Quand nous faisons du latin ou du grec, en effet, nous ne nous contentons pas d’engranger des éléments de vocabulaire ou de culture générale susceptibles de nous rendre service quand, par exemple, nous cherchons à comprendre le sens d’un mot savant par l’étymologie ou à identifier la scène historique ou mythologique représentée par tel ou tel tableau célèbre. Il faut aller plus loin et dire que, quand même ce ne serait pas le cas, quand même nous ne rencontrerions jamais, ni en littérature, ni en grammaire, ni dans l’art, ni dans les sciences, ni dans le droit ou la stratégie militaire, aucune référence à l’Antiquité gréco-romaine, aucune trace de son héritage, l’étude des langues anciennes n’en serait pas moins fondamentale pour la simple et bonne raison qu’elle fait apprendre ce que nulle autre qu’elle ne fait apprendre, qu’elle fait réfléchir à ce que nulle autre qu’elle ne soumet à la réflexion, qu’elle enseigne la rigueur et entraîne la mémoire, qu’elle élargit l’horizon des connaissances en proposant aux plus audacieux des centres d’intérêt nouveaux, en un mot, qu’elle rend plus curieux et exerce l’intelligence d’une façon unique qui, si elle disparaissait, manquerait à l’éventail de nos disciplines intellectuelles.

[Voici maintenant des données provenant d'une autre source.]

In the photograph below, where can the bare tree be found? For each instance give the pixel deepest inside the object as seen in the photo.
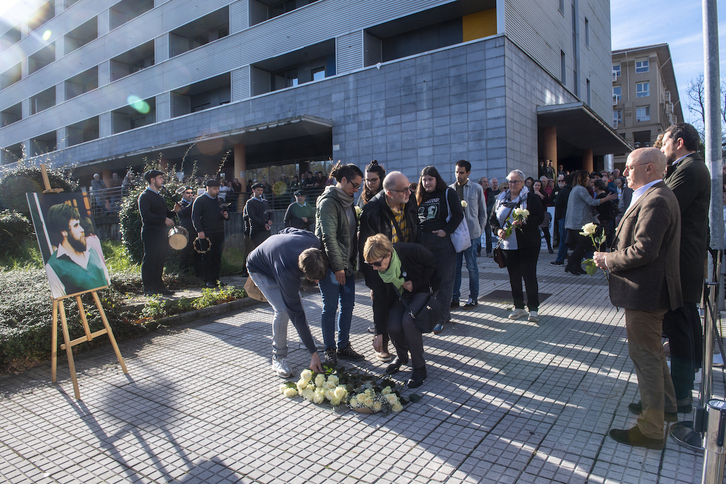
(696, 104)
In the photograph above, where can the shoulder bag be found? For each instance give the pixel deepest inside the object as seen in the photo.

Si nous ne suscitons pas ces vocations dès le collège, nous manquerons un jour de spécialistes pour s’attaquer aux textes non traduits ou pour faire évoluer notre compréhension et notre interprétation de ceux qui le sont déjà ; alors, ce ne seront plus seulement les langues elles-mêmes qui nous deviendront inaccessibles, mais bien les civilisations dont elles sont porteuses. Ne commettons pas l’erreur de penser que le monde commence avec nous, que le plus ancien échoue à éclairer le plus récent et que notre connaissance de ce passé est désormais suffisante : tout reste à faire et nous aurons toujours besoin de grands latinistes et de grands hellénistes, comme nous avons besoin de grands historiens, de grands mathématiciens ou de grands économistes.
Dans ces conditions, on peut penser – rêvons un peu – qu’une véritable démocratisation du latin et du grec ancien au collège consisterait à en étendre l’étude à tous les élèves. Même sans aller jusque là, les professeurs qui ont la chance de les y enseigner se contenteraient probablement de leur maintien sous forme d’options, mais d’options suivies, pourvues d’horaires suffisants, incompressibles quelles que soient les circonstances, et de véritables programmes qui continueraient à garantir les bonnes conditions de l’apprentissage rigoureux qu’elles exigent. Nous avons tous à y gagner.